China's small and medium-size enterprises (SMEs), forming the bulk of the country's private investors, play an important role in employment and economic development.
China's registered small and medium-size enterprises (SMEs) exceeded 4.3 million in number and contributed to 58.5 percent of GDP, 50 percent of tax revenues, 68 percent of exports and 75 percent of new jobs every year, according to the China Association of Small and Medium Enterprises.
SMEs accounted for 99 percent of China's registered enterprises and their output during the January-September period this year equaled to about 60 percent of the country's gross domestic product (GDP), said Minister of Industry and Information Technology Li Yizhong last Thursday.
However, SMEs were often deterred from investment due to financing difficulties as banks were often reluctant to lend to them out of risk concerns, said Chen Yongjie, a senior researcher with All-China Federation of Industry and Commerce.

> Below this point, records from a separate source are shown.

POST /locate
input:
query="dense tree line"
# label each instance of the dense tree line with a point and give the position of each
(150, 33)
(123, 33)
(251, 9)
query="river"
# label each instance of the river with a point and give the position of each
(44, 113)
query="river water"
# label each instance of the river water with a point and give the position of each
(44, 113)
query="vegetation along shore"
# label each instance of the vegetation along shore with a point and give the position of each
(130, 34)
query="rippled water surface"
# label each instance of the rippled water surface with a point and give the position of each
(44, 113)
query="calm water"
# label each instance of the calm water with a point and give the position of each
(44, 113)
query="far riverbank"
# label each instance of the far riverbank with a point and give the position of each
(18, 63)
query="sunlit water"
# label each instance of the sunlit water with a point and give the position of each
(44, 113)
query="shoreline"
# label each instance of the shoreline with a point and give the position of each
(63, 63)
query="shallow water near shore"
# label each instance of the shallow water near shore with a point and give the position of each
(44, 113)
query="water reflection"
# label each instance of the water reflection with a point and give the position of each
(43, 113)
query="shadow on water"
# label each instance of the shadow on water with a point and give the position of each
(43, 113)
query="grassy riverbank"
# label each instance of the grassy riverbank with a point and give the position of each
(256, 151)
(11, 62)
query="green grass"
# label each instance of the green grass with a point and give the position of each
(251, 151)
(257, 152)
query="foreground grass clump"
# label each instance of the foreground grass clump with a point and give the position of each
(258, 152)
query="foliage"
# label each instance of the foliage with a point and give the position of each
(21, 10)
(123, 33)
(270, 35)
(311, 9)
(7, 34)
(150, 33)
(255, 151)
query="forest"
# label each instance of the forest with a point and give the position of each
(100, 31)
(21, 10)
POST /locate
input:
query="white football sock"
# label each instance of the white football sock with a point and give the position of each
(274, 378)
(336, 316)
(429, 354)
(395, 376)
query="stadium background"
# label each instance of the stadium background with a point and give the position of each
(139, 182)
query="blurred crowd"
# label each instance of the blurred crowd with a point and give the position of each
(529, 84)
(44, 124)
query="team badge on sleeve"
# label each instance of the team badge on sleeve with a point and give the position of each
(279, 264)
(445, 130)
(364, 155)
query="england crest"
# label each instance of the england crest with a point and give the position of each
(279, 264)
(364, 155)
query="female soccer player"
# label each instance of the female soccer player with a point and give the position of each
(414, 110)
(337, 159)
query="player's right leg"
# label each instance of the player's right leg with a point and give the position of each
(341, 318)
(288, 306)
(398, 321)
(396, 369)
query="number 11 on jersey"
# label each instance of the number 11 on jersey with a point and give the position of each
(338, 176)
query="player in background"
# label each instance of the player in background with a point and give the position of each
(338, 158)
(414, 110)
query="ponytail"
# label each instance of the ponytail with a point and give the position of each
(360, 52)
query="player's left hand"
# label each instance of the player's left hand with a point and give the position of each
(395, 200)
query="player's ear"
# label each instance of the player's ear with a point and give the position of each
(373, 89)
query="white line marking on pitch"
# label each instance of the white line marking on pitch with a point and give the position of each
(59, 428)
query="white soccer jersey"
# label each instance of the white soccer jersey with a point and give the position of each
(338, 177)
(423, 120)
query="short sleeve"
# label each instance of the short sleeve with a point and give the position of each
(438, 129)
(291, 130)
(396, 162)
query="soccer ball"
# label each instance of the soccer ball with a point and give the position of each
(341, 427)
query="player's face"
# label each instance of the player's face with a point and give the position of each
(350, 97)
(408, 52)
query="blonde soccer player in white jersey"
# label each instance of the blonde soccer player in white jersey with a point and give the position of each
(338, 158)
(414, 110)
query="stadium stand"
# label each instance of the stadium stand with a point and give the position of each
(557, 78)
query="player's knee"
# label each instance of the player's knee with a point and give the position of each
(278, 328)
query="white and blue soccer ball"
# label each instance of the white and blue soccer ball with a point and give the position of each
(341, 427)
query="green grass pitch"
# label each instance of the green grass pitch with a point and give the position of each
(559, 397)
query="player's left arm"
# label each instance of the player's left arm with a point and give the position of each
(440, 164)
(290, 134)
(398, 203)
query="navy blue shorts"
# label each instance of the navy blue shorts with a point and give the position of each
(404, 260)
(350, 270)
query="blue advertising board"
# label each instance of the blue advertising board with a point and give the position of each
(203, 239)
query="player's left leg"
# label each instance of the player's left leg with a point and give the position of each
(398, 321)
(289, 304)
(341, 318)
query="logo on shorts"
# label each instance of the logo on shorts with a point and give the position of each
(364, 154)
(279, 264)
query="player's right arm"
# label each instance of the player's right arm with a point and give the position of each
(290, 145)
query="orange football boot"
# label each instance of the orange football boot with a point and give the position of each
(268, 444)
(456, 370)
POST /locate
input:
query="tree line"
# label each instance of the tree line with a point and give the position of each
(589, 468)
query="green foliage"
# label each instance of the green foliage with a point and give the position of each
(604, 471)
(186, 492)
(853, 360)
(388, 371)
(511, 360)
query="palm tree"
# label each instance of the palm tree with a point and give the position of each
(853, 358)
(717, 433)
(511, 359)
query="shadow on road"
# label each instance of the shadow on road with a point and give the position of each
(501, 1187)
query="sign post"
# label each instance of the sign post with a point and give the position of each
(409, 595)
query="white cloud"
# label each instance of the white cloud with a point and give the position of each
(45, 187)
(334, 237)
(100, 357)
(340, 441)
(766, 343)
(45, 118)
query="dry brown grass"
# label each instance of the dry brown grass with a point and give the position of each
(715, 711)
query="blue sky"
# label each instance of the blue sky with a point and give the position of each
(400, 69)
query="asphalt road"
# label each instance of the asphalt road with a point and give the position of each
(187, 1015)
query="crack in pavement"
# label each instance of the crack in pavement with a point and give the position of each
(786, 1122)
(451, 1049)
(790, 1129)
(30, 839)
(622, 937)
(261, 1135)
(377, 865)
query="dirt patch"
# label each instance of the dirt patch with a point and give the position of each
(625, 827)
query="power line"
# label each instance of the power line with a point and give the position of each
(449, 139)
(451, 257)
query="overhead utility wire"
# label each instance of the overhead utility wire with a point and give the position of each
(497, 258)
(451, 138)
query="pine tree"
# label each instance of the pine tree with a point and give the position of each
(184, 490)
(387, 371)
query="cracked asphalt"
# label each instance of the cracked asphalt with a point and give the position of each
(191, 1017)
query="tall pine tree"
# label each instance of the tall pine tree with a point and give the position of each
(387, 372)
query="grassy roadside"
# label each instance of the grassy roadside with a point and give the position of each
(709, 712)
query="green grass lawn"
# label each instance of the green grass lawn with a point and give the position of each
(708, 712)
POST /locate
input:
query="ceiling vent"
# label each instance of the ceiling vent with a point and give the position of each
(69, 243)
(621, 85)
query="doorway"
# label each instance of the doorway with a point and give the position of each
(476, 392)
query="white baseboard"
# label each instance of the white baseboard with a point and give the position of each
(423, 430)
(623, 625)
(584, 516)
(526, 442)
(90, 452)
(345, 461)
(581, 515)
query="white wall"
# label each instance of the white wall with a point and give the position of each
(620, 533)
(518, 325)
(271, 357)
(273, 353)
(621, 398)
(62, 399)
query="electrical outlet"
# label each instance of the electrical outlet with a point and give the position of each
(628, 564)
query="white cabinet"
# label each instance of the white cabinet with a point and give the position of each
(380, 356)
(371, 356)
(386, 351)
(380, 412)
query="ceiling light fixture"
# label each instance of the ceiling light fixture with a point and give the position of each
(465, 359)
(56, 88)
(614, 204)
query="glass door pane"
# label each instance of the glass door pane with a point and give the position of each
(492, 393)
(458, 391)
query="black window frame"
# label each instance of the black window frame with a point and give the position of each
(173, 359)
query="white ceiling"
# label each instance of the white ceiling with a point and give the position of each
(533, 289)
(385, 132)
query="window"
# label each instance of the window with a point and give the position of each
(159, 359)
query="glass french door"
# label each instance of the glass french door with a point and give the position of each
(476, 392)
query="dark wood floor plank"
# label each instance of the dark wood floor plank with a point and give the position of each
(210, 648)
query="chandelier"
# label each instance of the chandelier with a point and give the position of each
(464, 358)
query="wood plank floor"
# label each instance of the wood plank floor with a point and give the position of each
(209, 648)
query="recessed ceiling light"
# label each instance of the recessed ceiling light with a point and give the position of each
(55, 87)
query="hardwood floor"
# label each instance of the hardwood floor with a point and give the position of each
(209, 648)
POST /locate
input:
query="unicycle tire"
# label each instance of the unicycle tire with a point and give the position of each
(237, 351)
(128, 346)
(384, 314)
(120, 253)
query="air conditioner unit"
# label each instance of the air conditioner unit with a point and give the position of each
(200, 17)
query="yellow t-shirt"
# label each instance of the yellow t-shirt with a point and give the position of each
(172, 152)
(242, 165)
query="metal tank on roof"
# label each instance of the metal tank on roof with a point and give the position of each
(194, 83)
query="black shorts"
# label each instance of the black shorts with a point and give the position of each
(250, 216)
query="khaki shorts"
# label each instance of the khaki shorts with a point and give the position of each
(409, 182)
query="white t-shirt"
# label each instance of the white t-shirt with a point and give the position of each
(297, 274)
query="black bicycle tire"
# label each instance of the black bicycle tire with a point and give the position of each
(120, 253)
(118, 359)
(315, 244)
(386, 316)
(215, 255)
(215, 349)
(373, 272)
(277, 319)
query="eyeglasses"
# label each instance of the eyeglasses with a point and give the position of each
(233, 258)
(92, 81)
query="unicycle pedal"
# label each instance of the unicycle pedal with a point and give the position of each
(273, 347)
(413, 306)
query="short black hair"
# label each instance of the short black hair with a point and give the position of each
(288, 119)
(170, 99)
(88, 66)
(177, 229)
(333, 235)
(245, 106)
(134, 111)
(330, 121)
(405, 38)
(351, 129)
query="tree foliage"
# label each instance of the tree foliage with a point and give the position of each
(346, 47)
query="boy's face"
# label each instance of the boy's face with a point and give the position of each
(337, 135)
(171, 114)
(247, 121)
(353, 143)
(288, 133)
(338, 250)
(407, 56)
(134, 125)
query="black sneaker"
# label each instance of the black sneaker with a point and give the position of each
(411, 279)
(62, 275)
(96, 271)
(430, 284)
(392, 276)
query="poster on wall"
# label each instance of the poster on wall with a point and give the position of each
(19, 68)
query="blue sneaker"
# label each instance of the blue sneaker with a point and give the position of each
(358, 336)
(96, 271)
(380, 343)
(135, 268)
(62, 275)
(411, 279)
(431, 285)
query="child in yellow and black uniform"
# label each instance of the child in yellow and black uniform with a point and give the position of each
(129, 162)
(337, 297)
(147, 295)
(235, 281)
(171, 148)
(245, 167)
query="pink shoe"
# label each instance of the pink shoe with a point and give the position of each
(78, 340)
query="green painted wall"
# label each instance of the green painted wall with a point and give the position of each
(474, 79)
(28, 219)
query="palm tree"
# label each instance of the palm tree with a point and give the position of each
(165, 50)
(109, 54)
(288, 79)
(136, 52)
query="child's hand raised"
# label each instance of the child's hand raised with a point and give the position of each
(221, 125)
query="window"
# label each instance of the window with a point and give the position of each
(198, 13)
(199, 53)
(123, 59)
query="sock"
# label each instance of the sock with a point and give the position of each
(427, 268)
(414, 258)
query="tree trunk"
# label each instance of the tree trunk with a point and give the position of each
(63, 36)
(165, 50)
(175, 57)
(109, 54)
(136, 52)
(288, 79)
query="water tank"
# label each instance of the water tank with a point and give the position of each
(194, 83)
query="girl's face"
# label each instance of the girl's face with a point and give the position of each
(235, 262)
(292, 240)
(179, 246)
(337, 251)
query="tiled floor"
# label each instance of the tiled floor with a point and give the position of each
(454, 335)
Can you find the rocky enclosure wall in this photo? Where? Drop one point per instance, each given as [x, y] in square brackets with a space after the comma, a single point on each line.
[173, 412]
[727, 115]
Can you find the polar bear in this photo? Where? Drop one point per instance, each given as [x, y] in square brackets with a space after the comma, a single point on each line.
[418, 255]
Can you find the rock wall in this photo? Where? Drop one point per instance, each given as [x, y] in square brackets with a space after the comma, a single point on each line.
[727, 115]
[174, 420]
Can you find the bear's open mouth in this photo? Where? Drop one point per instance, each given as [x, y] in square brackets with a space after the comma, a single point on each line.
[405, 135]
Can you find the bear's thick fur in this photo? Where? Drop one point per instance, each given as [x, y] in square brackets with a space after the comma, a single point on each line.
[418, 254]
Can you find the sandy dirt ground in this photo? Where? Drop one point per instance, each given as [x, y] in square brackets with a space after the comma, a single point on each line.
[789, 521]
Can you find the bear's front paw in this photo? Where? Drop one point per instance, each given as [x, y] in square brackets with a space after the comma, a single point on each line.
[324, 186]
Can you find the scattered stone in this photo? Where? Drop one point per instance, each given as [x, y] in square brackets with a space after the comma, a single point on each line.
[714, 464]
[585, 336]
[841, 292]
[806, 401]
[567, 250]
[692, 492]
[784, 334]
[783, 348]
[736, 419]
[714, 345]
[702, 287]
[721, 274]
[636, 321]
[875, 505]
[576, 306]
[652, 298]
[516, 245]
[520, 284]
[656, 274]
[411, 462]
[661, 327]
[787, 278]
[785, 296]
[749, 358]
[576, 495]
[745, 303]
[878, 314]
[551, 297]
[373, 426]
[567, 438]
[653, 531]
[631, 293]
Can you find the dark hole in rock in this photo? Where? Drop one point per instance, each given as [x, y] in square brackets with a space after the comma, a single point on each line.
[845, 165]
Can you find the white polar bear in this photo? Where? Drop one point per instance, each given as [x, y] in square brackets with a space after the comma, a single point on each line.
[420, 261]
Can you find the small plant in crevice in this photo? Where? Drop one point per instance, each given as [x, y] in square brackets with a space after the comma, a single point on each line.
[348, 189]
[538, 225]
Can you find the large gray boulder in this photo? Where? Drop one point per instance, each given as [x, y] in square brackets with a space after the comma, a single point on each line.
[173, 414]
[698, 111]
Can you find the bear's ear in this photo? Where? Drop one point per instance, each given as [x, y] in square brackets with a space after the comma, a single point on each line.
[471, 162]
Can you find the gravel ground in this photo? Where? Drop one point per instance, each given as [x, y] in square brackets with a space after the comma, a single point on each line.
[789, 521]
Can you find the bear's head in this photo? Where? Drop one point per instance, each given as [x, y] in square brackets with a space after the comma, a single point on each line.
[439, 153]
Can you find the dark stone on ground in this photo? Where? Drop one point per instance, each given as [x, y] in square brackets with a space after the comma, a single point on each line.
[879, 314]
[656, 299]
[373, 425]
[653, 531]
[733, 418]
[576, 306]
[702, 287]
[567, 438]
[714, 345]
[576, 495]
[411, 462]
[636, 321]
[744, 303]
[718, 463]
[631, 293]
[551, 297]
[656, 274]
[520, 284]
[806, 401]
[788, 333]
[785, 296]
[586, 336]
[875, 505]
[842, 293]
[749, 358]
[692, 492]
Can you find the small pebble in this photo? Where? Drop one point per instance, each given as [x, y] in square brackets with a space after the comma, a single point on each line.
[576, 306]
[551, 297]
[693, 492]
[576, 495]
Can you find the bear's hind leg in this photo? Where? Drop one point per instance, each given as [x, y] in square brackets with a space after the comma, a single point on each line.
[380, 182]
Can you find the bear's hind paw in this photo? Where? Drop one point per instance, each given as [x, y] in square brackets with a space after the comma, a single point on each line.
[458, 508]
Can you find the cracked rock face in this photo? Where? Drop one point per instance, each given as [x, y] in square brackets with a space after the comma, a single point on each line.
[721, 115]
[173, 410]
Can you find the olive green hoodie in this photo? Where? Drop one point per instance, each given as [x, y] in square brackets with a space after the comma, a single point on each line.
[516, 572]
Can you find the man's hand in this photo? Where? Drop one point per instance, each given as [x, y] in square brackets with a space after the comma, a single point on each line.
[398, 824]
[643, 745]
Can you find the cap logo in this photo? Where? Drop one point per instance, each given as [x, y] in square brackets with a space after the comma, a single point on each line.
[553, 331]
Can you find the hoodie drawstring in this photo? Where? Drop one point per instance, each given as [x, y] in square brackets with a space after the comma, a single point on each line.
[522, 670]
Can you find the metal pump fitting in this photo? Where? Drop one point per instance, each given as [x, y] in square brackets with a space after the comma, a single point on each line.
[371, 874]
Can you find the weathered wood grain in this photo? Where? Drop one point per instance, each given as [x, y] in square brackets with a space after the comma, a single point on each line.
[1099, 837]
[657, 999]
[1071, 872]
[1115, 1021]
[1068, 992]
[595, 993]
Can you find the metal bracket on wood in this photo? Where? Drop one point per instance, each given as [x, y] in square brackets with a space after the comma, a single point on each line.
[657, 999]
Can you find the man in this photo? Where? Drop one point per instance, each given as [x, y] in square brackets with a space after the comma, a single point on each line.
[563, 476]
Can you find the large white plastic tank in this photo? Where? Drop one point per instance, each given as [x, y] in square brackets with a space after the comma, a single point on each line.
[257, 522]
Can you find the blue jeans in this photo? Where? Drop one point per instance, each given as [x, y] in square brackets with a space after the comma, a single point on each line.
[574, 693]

Chen said loans to SMEs from the start of the global downturn accounted for merely 50 percent of the total lending, although SMEs were the most vulnerable ones in the financial crisis.
In the first nine months, investment by private firms was up 27.7 percent, compared with a 48 percent rise for state-owned enterprises, according to the National Bureau of Statistics.
China would enhance support to SMEs next year with preferential tax policy and easier channels to raise fund, said Li Yizhong.